Issued on  | Posted on  | Report number: A-04-21-04084

Why OIG Did This Audit

Medicare pays practitioners for physician services separately from the payments it makes to inpatient facilities, such as skilled nursing facilities (SNFs) and hospitals. Practitioners report a two-digit place-of-service code on a Medicare claim line that generally reflects where the practitioner furnished the service. Medicare uses the place-of-service code to determine the payment to the practitioner. We conducted this audit because our analysis of claims indicated that practitioners may not always follow the Centers for Medicare & Medicaid (CMS) regulations and guidance when reporting the place-of-service code on a claim line, thereby increasing the risk of Medicare making an overpayment for physician services furnished to inpatients of a SNF or hospital.

Our objective was to determine whether Medicare paid the proper rate for physician services furnished to enrollees while they were inpatients of a SNF or hospital.

How OIG Did This Audit

For calendar years 2019 and 2020, we identified 2.1 million physician service claim lines at risk of overpayment because of non-compliance with the place-of-service policy. We conducted claims analysis and calculated the overpayments and potential overpayments. We also discussed coding with CMS and practitioners and reviewed a sample of medical records.

What OIG Found

Medicare sometimes paid higher nonfacility rates rather than lower facility rates for physician services while enrollees were Part A SNF or hospital inpatients. During the 2-year audit period, Medicare made overpayments totaling $22,463,193 for 1,130,182 claim lines by paying the nonfacility rate for services coded as furnished in a nursing facility or SNF setting without Part A coverage while enrollees were a Part A SNF inpatients. CMS did not have Common Working File (CWF) system edits to detect these coding errors. Similarly, while enrollees were Part A SNF or hospital inpatients, Medicare paid an additional $22,142,489 for 1,012,203 physician service claim lines coded as furnished in a nonfacility setting. CMS has expressed reluctance to take enforcement action for these claim lines because neither statute nor CMS's regulation specifically addresses situations in which a SNF or hospital inpatient leaves to receive a physician service in a nonfacility setting.

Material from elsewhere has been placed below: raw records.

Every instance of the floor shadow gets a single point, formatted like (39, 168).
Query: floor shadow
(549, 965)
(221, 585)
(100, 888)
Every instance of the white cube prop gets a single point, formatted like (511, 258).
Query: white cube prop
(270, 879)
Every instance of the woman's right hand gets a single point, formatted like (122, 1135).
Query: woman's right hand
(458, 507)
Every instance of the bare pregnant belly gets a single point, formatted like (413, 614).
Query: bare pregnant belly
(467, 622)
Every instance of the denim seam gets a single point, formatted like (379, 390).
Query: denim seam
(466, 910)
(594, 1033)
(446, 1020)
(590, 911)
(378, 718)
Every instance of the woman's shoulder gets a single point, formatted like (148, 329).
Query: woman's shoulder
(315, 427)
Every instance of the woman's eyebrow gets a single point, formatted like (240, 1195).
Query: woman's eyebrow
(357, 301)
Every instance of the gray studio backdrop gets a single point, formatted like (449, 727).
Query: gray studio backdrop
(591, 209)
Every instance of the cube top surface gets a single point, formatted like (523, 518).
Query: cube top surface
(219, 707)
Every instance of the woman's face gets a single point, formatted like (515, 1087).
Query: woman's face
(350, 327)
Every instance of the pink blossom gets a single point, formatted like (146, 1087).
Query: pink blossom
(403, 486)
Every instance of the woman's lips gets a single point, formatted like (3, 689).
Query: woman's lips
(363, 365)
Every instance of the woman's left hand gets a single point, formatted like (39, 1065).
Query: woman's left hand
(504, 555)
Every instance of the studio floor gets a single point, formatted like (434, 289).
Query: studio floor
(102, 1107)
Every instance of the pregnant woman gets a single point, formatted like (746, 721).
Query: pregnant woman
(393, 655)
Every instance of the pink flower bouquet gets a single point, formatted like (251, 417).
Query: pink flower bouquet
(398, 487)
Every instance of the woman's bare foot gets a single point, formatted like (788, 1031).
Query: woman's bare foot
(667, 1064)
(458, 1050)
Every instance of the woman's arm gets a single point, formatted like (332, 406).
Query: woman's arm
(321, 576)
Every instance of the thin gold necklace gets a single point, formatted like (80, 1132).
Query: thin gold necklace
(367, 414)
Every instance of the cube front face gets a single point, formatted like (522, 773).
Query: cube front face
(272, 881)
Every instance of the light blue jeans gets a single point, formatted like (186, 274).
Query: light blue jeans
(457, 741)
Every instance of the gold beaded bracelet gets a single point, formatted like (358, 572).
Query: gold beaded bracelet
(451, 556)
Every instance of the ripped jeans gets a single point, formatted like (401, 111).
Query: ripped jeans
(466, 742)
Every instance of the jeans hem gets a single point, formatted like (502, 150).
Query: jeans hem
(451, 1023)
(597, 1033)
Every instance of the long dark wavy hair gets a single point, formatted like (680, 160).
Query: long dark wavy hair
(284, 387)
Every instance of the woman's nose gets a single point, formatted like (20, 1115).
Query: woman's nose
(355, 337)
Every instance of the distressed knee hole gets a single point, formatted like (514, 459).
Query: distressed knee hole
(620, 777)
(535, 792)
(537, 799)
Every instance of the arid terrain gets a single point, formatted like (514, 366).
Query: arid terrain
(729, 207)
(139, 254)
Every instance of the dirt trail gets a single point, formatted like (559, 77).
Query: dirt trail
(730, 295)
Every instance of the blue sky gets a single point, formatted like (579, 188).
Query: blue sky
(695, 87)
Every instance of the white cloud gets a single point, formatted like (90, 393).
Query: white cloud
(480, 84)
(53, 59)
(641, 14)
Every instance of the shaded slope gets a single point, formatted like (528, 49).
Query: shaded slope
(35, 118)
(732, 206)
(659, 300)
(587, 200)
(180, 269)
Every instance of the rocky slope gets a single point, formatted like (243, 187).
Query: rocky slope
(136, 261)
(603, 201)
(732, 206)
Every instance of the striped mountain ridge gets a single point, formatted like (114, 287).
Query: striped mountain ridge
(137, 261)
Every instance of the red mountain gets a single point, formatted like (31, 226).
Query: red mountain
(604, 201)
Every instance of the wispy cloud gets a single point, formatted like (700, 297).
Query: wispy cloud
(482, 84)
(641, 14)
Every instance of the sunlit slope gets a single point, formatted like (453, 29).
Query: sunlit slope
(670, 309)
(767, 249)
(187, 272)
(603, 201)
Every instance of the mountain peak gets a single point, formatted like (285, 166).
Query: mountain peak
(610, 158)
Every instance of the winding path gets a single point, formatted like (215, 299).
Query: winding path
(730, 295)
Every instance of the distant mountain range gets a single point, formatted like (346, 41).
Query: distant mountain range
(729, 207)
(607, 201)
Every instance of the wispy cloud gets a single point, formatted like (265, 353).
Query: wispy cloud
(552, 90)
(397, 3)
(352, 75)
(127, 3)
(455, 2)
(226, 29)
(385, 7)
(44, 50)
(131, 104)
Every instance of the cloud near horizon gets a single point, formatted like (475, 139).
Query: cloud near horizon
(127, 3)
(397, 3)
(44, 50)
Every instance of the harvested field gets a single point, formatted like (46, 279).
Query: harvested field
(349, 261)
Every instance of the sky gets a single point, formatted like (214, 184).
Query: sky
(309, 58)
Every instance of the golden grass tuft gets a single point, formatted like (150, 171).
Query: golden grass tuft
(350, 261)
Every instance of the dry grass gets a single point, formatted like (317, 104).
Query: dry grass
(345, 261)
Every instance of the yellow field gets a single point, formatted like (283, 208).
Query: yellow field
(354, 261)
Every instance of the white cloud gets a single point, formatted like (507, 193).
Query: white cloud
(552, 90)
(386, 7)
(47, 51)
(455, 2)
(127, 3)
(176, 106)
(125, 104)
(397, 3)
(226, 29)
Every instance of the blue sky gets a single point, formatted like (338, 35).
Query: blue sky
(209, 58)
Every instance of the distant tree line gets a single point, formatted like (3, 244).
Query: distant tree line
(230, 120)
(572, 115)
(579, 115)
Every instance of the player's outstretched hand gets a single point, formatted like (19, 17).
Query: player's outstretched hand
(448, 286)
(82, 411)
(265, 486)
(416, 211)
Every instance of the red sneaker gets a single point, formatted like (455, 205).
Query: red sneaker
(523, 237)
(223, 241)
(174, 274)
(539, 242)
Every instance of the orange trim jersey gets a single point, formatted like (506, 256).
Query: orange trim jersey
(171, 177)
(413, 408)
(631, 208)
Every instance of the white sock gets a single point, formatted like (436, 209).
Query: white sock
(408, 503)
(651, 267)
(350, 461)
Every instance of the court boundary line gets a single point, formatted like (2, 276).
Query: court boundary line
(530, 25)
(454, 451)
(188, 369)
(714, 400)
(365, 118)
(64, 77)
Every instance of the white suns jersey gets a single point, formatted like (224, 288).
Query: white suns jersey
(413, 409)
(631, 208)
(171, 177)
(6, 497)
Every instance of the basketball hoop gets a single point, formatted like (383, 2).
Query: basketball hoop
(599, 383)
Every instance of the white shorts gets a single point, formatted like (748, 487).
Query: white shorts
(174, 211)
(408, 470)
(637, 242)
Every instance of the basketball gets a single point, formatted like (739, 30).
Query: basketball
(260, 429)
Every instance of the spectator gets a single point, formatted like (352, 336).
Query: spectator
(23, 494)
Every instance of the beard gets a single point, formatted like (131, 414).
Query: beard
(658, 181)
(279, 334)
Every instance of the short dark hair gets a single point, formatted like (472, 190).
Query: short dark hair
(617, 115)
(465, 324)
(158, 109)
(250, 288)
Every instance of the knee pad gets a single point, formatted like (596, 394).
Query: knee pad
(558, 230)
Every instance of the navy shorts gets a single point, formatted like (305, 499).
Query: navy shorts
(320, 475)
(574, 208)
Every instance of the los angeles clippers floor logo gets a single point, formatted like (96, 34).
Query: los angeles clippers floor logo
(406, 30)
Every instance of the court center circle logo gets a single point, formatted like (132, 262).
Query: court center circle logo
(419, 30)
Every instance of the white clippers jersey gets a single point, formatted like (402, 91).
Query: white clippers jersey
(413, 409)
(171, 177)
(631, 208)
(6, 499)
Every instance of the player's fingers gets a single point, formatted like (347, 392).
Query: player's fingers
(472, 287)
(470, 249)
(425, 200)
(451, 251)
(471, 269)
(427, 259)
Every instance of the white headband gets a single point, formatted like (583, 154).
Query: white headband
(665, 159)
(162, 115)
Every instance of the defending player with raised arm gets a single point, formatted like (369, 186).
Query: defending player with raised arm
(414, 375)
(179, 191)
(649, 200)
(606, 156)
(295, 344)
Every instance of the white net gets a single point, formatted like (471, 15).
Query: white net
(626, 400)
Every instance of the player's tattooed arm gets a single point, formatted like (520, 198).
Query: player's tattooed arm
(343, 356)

What OIG Recommends and CMS Comments

We recommend that CMS 1) direct its Medicare contractors to recover the $22.5 million in overpayments identified in our audit; 2) notify the appropriate practitioners so that they can exercise reasonable diligence to identify, report, and return any overpayments in accordance with the 60-day rule and identify any of those returned overpayments as having been made in accordance with this recommendation; 3) establish and apply CWF edits to detect instances in which practitioners incorrectly use the nonfacility place-of-service code for a SNF while an enrollee is a Part A SNF inpatient; 4) take the necessary steps, including seeking legislative authority, if necessary, to revise its regulations, to ensure that Medicare appropriately pays for the physician services, which could have resulted in the Medicare program paying up to $22.1 million less; 5) consider developing a mechanism for facilities to indicate when an inpatient leaves a facility and returns the same day; and 6) provide additional education to practitioners on the appropriate use of place-of-service codes.

CMS concurred with recommendations one, two, three, and six and described actions that it plans to take to address those recommendations. For recommendations four and five, CMS stated it will consider OIG's findings and recommendations, along with other available information, to determine if it should take action.